Chacun connait ou a vaguement entendu parler de Franklin Delano Roosevelt, président des Etats-Unis de 1932 à 1945 : un président malade et en fauteuil roulant qui dû faire face aux succès des forces de l'Axe, à Pearl Harbor, à la guerre du Pacifique et à la seconde guerre mondiale. Un président qui occupa la Maison Blanche dans ce qui reste, aujourd'hui encore, le mandat présidentiel le plus long de toute l'histoire des USA. Et ce, malgré la maladie et la poliomyélite, contractée en 1921, qui le laissera gravement handicapé pour le restant de ses jours.

Malgré la maladie. A ce titre, tout commence en août 1921. Alors Roosevelt est avocat à New York et mène la vie des nantis. Il est beau, il est riche, il a une épouse ravissante et une belle famille. Il est alors l'étoile montante du parti démocrate (dont - ancien sous-secrétaire d'Etat à la marine pendant la présidence de Woodrow Wilson, pendant la première guerre mondiale, en 1912-1916-1920 - il a été le candidat démocrate à la vice-présidence lors des élections - perdues par le démocrate Cox contre le républicain Harding - de novembre 1920), et tout va alors pour le mieux.

En août 1921, tout s'écroule. Alors qu'il fait de la voile (puisque, sportif, il adore faire de la voile...) sur les côtes atlantiques du Maine - Nouvelle Angleterre - un week-end, il tombe dans les eaux glacées de l'Atlantique et le choc est sévère. Le lendemain, il accoste dans une île et aide à éteindre un feu de forêt. Pour se rafraîchir, il décide d'aller se baigner et, encore une fois, il prend froid. On doit alors le mettre au lit. Vingt-quatre heures plus tard, il a de la fièvre et ne peut plus se lever. Ses jambes refusent de le porter. Il est paralysé. On appelle un médecin, qui conclut à un fort rhume. Un autre, consulté, prescrit des massages. Quelques jours plus tard, on finit par appeler un spécialiste au chevet du malade : Roosevelt est atteint de poliomyélite. Il a trente-neuf ans. Il souffre. Il ne peut même pas supporter le poids des draps sur ses jambes. Il faut lui plâtrer les membres inférieurs. Le médecin est impressionné par les réactions de son patient. Il ne se plaint jamais. Il est courageux, il veut s'en sortir. Pourtant, il est conscient que sa vie vient de basculer. Il essaie simplement de ne pas être écrasé par le désespoir.
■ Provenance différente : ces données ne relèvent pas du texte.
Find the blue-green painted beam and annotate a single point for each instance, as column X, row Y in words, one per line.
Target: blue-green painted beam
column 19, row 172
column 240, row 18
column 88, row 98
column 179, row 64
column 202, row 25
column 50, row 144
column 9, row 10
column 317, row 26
Les meilleurs spécialistes sont consultés et il leur semble plus que probable que Franklin Delano Roosevelt ne remarchera plus jamais. Qu'il ne pourra plus jamais se tenir debout. Qu'il aura besoin d'aide toute sa vie pour les choses les plus simples : s'asseoir, se lever, se coucher, faire sa toilette, monter ou descendre un escalier. Pas une plainte ne sort de sa bouche. Pas un gémissement. Pas une note de désespoir ou de panique. Il va simplement s'exercer à développer la partie supérieure de son corps, son thorax et ses bras. Et, après bien des efforts, il parviendra à s'asseoir dans son lit. On va installer autour de sa taille des bracelets orthopédiques, rattachés au talon de ses chaussures et à ses genoux. C'est très pénible. Il poursuit malgré tout sa gymnastique, sa torture. En trouvant le moyen de plaisanter avec ses proches : « Sûr, les jambes, ce n'est pas ça, mais côté épaules, Jack Demsey serait jaloux ».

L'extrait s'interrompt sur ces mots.